The Poetry Path, which commences at the pleasant market town of Kirkby Stephen, is a celebration of the hill farmer's ancient and enduring relationship with the stunning landscape in and around Cumbria's upper Eden Valley.
Twelve short poems were written by local poet, Meg Peacocke, which were then have been carved by lettering artist Pip Hall into blocks of stone incorporated into walls and stiles or positioned as milestones and installed at intervals along a highly attractive circuital route either side of the river Eden.
Carved decorative motifs with each poem depict some of the activities associated with each month of the hill farmer's year:-
'Through hazels and alders softly or in spate
Eden moves in the valley it has hollowed
From Mallerstang to the shifting Solway sands'
The idea was conceived by Dick Capel of the East Cumbria Countryside Project. He also managed its implementation in conjunction with a committee consisting of local people in partnership with landowners.
The Poetry Path Route
*The route commences at 'Swingy Bridge' at Kirkby Stephen. Proceed along Nateby Road passing the Primary School to Bollam Lane This is signposted 'Public footpath to Stenkrith' and 'Public bridleway to Hartley and Nateby'. Continue down Bollam Lane and at a stone on the right where the footpath meets the River Eden the poem for January can be seen.
*Pass through a kissing gate then over the footbridge and proceed along the track until reaching a small stone barn where you will find the February poem.
*Follow the path passing through the bridleway gate and turn right. This is an ancient 'hollow way' which has been used for centuries and was probably the original main road between Kirkby Stephen and Nateby. The March poem can be viewed where you cross a stream.
*Slightly further on the April stone is encountered within a dry stone wall.
*The poem for May is similarly incorporated within a dry stone wall a little further along, located at the beginning of the stone bridge which crosses the old railway.
*After crossing the bridge, follow the track which bears to the right, the June poem can be found on your right.
*Pass through the wooden field gate on the right and continue down onto the old railway, turn left along the railway path to encounter July's poem on the left.
*The poem for August is hidden amongst the trees further along on the right, It is carved on the two sides of a naturally curved piece of stone, which is a remnant of a wind sculpted pillar of sandstone which is a million years old.
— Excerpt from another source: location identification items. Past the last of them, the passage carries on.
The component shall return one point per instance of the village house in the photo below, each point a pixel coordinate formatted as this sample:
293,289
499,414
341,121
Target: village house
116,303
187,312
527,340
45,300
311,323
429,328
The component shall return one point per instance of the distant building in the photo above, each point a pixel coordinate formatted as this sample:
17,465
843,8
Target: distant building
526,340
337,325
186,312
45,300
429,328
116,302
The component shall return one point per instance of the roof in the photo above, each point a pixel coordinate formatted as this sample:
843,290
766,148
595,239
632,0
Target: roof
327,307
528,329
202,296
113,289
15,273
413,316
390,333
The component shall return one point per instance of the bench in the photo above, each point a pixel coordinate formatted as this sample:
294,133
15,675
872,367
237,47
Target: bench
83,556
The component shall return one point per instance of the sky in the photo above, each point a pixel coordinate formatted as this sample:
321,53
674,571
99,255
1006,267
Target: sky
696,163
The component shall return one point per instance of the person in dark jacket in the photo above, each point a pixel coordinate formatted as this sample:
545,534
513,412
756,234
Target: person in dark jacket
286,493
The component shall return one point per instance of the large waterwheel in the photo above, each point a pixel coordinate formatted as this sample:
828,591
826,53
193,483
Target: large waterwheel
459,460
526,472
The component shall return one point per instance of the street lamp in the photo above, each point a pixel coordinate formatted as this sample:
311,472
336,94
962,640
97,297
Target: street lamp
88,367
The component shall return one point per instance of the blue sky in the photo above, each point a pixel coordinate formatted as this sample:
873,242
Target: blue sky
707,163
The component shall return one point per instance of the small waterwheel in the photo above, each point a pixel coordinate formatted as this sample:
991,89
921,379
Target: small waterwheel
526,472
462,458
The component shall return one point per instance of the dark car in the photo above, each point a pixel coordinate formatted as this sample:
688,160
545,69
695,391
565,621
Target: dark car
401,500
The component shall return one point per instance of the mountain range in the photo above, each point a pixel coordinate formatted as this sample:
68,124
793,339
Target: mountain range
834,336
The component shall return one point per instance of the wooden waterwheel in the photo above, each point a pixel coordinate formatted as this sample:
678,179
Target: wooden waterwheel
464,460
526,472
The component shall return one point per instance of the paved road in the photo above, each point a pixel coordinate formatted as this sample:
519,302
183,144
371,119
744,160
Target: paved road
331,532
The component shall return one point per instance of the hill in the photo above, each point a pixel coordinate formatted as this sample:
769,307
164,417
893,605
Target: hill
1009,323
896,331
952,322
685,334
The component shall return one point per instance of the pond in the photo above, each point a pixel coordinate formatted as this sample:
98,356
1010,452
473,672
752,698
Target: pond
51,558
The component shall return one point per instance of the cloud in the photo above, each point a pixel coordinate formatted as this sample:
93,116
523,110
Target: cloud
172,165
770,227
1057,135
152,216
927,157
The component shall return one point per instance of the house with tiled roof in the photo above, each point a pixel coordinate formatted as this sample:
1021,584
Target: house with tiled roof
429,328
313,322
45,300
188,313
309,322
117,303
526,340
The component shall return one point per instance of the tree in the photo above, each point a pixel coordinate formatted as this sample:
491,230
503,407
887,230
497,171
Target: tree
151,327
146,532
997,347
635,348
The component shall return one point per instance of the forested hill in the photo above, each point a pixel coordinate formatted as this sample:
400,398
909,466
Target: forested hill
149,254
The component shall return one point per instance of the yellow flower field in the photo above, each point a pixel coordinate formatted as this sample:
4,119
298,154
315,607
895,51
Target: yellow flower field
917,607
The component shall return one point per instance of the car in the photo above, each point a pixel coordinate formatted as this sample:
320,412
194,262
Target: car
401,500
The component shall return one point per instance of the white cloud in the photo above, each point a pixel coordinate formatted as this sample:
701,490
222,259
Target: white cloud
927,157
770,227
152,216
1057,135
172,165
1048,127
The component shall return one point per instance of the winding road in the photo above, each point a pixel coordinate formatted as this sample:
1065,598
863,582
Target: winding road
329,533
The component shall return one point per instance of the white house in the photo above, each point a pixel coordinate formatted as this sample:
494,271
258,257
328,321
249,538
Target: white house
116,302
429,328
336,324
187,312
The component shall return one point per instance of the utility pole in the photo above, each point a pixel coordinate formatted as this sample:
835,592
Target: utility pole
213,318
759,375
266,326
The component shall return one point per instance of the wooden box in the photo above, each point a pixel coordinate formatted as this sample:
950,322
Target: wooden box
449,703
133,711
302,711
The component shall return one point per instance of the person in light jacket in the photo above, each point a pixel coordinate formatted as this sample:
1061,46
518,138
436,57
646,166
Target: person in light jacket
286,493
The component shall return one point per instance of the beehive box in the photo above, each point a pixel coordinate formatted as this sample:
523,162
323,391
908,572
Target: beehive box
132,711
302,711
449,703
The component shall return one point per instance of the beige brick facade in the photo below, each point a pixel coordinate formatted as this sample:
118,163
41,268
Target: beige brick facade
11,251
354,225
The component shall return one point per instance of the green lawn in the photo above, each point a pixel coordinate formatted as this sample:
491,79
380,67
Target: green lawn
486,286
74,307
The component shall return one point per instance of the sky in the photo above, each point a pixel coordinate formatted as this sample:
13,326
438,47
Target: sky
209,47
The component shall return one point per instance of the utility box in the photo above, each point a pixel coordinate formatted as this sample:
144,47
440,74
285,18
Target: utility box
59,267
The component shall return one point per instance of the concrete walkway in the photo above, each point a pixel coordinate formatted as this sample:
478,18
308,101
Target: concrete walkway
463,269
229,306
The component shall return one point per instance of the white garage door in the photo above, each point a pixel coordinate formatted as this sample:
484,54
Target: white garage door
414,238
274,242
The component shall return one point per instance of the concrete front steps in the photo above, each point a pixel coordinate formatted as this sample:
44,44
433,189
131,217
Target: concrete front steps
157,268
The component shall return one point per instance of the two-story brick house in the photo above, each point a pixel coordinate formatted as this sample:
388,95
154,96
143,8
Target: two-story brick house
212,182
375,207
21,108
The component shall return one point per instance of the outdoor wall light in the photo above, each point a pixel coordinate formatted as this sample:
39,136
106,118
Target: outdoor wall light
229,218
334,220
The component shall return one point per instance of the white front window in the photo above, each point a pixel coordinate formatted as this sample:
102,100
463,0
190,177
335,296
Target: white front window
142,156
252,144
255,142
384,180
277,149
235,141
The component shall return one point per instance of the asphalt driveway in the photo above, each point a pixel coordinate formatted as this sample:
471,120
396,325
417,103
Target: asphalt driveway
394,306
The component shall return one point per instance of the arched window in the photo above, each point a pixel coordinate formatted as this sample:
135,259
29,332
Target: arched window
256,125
* September's poem is carved on a block of red sandstone at the far end of the railway path, and overlooks the River Eden and the Eden Benchmark sculpture 'Passage' on the opposite bank.
* Turn right in front of the road bridge wall and cross the river via the Millennium footbridge into Stenkrith Park. Follow the path parallel with the road then sharp right back down into the park to the river. October's poem is to be seen on flat slabs of stone on the left. One of these is sandstone and the other limestone, which is meant to reflect the complex geology in Stenkrith Park where much of the stone known as brockram is a conglomerate mix of both.
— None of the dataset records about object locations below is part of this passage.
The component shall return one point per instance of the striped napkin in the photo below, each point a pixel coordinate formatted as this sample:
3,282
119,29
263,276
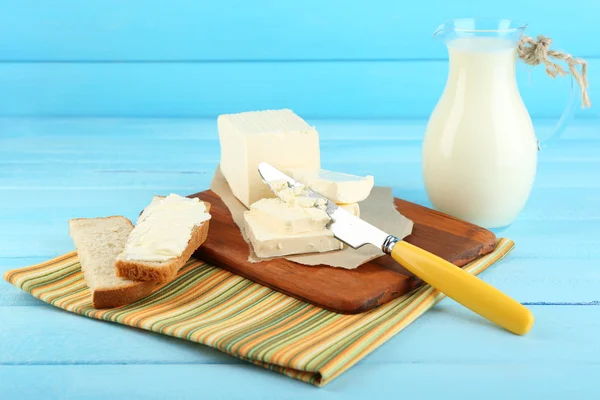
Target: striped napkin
209,305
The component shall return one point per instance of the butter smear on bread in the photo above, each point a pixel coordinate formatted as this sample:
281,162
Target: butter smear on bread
164,229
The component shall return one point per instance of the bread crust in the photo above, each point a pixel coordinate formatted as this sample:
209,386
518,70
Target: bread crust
164,271
122,295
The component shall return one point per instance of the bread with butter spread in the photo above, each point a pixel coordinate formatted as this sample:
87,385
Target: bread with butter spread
168,232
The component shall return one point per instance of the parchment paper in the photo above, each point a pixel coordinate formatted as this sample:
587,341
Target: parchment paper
378,209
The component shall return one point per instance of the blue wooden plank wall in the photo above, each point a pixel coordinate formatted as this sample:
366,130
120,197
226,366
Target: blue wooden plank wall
335,58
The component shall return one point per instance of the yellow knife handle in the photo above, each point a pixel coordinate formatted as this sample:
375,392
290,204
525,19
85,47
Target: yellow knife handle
466,289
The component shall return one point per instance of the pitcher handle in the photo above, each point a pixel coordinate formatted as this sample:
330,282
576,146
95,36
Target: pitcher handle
565,118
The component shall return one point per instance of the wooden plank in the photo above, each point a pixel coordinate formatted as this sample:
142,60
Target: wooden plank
61,204
441,380
378,89
57,337
96,153
240,30
535,238
18,133
185,181
345,291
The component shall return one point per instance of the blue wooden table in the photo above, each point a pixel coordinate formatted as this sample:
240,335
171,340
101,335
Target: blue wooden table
55,169
104,104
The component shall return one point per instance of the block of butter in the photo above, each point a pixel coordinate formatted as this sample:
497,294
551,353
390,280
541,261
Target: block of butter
278,137
336,186
268,243
352,208
280,217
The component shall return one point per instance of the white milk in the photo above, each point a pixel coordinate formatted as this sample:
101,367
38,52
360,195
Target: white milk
480,151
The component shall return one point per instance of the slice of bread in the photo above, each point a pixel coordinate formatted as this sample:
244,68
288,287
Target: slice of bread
163,271
98,242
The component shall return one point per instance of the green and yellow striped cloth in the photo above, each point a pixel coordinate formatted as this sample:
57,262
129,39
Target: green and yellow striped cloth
209,305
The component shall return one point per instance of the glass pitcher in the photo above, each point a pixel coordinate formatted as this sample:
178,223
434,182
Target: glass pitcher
480,149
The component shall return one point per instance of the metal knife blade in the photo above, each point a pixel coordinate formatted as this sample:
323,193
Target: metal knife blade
346,227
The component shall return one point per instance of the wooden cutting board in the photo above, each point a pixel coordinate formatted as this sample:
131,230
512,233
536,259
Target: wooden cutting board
341,290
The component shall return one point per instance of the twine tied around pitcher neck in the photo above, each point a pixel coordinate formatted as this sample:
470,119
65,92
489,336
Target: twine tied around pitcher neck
535,52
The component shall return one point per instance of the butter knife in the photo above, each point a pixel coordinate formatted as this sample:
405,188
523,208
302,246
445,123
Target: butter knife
466,289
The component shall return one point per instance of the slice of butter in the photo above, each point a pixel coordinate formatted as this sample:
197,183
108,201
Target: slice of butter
278,137
164,228
267,243
352,208
336,186
281,217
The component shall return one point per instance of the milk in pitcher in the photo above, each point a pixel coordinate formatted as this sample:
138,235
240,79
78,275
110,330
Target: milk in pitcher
480,150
*Continue through Stenkrith Park to the field gate and the November poem is on two standing stones on the left.
*Pass through the field gate and proceed along the footpath crossing two fields via a kissing gate with the river on the right and you will take you to the poem for December, which consists of just three lines written in the Japanese 'Haiku' verse form.
*This brings you back to your starting point at Kirkby Stephen.